Last night we were invited over to our very awesome veterinarian LeeAnn’s home so that we could get some tutoring in how to milk goats. She has a farm of her own that includes goats, several of which are currently milking. While we won’t need to milk ours until next Spring, we wanted to have a hands-on lesson in what to expect, and LeeAnn certainly delivered! I milked four different girls, and George milked one as well, so we both have a better idea of what we will be doing a year from now. The goats were very patient with us and so was LeeAnn – she had to assure me that I was not going to hurt the goats by squeezing too hard. When you milk a goat, you have to sort of form a ring with your thumb and forefinger, and pinch off the teat at the top of the udder, so that you have pushed the milk out of the udder and it is ready to release from the teat. Then, you use your remaining three fingers to squeeze out the milk into the pail. (There are certainly likely to be other techniques out there, but that’s what worked for me!) The ladies in this photo were of four generations: great-grandmother, grandmother, mother, and daughter, and we milked all but the oldest, who is currently dry, but due to seniority, is allowed to come in and mount a stand for her grain and comfrey treat.
There were also two more girls that came in after this round, but I didn’t get a chance to take their photos. They are first time milkers, and so it gave us a very good idea of what to expect with our herd in terms of teat size. Even though they are small teats, those were actually the easiest for me to milk, so that is good news. I’m really looking forward to milking ours in the future.

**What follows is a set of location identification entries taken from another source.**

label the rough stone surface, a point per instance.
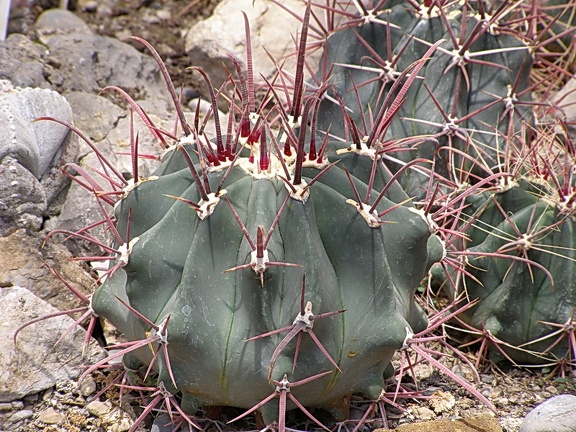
(481, 423)
(35, 363)
(94, 115)
(24, 262)
(58, 22)
(22, 199)
(34, 143)
(557, 414)
(209, 42)
(50, 416)
(24, 62)
(94, 62)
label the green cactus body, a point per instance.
(179, 264)
(469, 96)
(516, 297)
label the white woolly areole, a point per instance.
(371, 219)
(125, 250)
(206, 208)
(259, 264)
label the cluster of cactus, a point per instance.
(469, 119)
(275, 266)
(470, 94)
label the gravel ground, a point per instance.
(69, 408)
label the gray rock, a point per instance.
(34, 143)
(94, 115)
(557, 414)
(24, 260)
(58, 22)
(22, 199)
(209, 41)
(35, 363)
(23, 62)
(91, 62)
(21, 415)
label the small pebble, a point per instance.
(17, 405)
(50, 416)
(163, 14)
(552, 390)
(423, 413)
(87, 386)
(47, 395)
(98, 409)
(20, 415)
(32, 398)
(486, 379)
(5, 406)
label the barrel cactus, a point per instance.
(487, 158)
(519, 259)
(262, 263)
(474, 88)
(274, 265)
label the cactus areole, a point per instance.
(227, 266)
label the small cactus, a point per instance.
(275, 266)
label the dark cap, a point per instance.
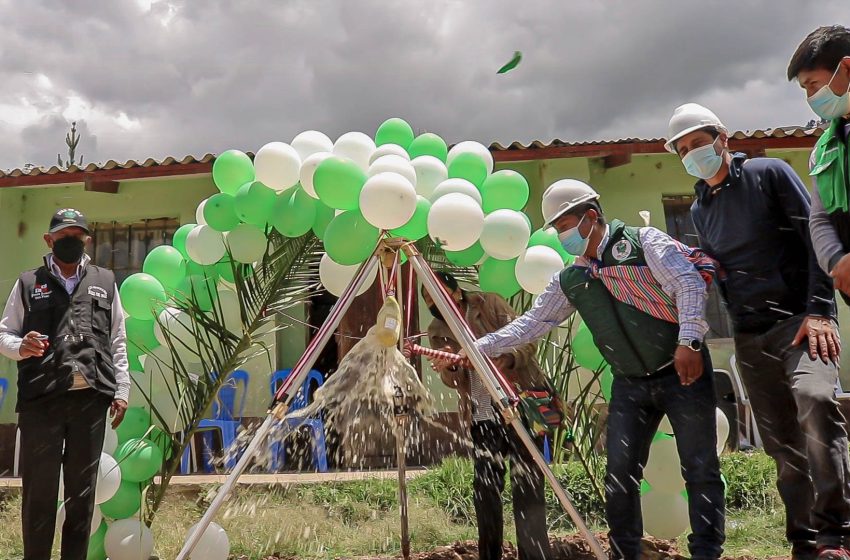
(68, 217)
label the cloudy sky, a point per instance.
(155, 78)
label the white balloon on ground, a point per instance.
(536, 267)
(471, 147)
(505, 234)
(395, 164)
(336, 277)
(455, 222)
(310, 142)
(204, 245)
(277, 165)
(430, 172)
(356, 146)
(387, 200)
(214, 544)
(128, 539)
(456, 185)
(247, 243)
(308, 168)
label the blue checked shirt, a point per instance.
(676, 274)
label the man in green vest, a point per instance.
(624, 284)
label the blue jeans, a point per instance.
(636, 408)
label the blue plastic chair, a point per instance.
(315, 425)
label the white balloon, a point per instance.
(536, 267)
(394, 164)
(214, 544)
(204, 245)
(276, 165)
(308, 168)
(310, 142)
(455, 222)
(247, 243)
(128, 539)
(456, 185)
(388, 149)
(471, 147)
(430, 172)
(357, 147)
(336, 277)
(387, 200)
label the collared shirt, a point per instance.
(676, 274)
(11, 327)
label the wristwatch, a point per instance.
(691, 343)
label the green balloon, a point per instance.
(179, 239)
(136, 422)
(140, 335)
(125, 502)
(324, 215)
(417, 226)
(231, 170)
(166, 264)
(139, 460)
(294, 213)
(504, 189)
(394, 131)
(350, 239)
(470, 167)
(220, 212)
(338, 182)
(467, 257)
(254, 203)
(142, 296)
(428, 144)
(498, 276)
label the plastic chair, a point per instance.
(315, 425)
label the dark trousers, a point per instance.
(636, 408)
(76, 419)
(802, 428)
(495, 442)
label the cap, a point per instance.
(68, 217)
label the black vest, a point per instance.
(79, 328)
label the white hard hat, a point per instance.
(686, 119)
(564, 195)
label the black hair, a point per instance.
(822, 49)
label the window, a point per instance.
(122, 248)
(677, 212)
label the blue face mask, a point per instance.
(572, 241)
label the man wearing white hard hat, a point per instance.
(752, 215)
(641, 294)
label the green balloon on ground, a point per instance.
(394, 131)
(231, 170)
(470, 167)
(504, 189)
(498, 276)
(294, 213)
(136, 422)
(139, 460)
(350, 239)
(468, 257)
(428, 144)
(220, 212)
(125, 502)
(338, 182)
(254, 203)
(417, 227)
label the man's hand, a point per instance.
(688, 364)
(824, 341)
(116, 411)
(31, 346)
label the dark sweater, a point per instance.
(756, 224)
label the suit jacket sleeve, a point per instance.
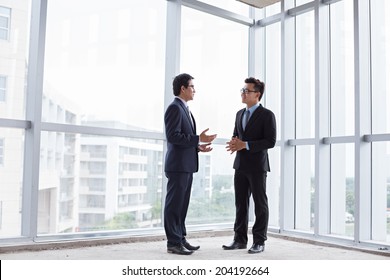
(269, 135)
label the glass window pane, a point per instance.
(381, 192)
(342, 69)
(273, 186)
(219, 71)
(14, 44)
(301, 2)
(3, 88)
(305, 79)
(92, 183)
(380, 56)
(304, 188)
(273, 9)
(230, 5)
(11, 173)
(342, 189)
(272, 94)
(107, 62)
(219, 74)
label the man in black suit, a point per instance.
(254, 133)
(181, 161)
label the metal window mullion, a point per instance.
(206, 8)
(172, 67)
(362, 126)
(322, 111)
(33, 113)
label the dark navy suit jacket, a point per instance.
(260, 133)
(182, 141)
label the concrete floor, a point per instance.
(154, 248)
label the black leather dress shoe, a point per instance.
(188, 246)
(234, 245)
(179, 249)
(256, 248)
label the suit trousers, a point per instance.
(246, 184)
(176, 206)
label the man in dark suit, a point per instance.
(254, 133)
(181, 161)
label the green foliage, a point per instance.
(121, 221)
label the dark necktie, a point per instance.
(189, 113)
(246, 118)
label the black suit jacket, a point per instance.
(260, 133)
(182, 141)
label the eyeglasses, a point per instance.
(246, 91)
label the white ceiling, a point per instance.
(259, 3)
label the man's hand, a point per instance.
(205, 148)
(235, 145)
(203, 137)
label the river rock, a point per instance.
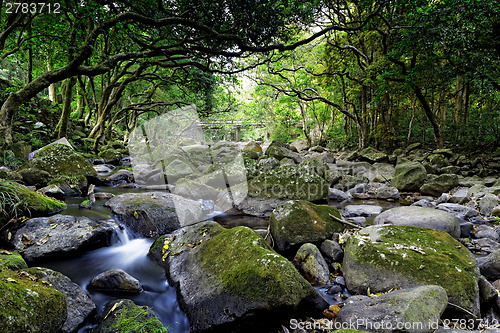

We also got a good look at the milking stands, and George is going to build our stands in a similar manner. LeeAnn said that the gentleman who used to make and sell them is no longer around, so there very well could be a market for those locally. Whenever I see ones being offered for sale on craigslist, those are made from wood, which is bulkier, taking up valuable barn space. So who knows! We may become a source for goat milking stands in the future. We shall see.
We were also able to meet some of the babies she currently has, including this little charmer, who kept giving us kisses:
There were two little all-black kids that were too jittery to hold still for a photo, but I finally got this shot of one of them. Little darling!
We also got to meet a very special pet of theirs – Ms. Pig. She is in her outdoor pen here, but she spends her nights in a crate that they have on their kitchen floor. She is extraordinarily friendly, and loves to have her belly rubbed. Oh, and Milk Bones – she loves those, too! Look at her, smiling and posing for the camera!
We also procured some Bio-Mycin antibiotic from LeeAnn, as our little Ginger girl is exhibiting signs of a respiratory infection. As George said during their walk on Sunday afternoon, “She sounds like an old man in his 70’s with emphysema, trying to use a StairMaster.” ‘Nuff said – she clearly has a bacterial infection, and that means antibiotics. Bio-Mycin is a tetracycline based medication, but it is better than those available at Tractor Supply, because the delivery agent does not cause a burning or stinging sensation to the animal. Some of those available at TSC will elicit the same response that injected Ivermectin (de-wormer) does in goats – they scream as if they are going to die. It’s an awful thing to hear, and so we will do our best to avoid medicines that cause them such distress. We are really grateful to have such a wonderful veterinarian who insures not just the health, but the comfort of our herd as well.
We got to see her guard llamas from a distance, resting in the field. We will likely also have one of those one day – they make excellent guardians for herd animals such as goat and sheep. The will sound an alarm when predators are detected, can be very gentle and bonding toward their “protectees” and will attack without prejudice any animal that poses a threat to its herd. You can see one in action in this video.
We learned so much, as we always do on any visit with LeeAnn. She is also a homesteader – she gardens and attempts to practice sustainable living habits. It’s nice to have another experienced homesteader to ask questions and from whom we can continue to learn!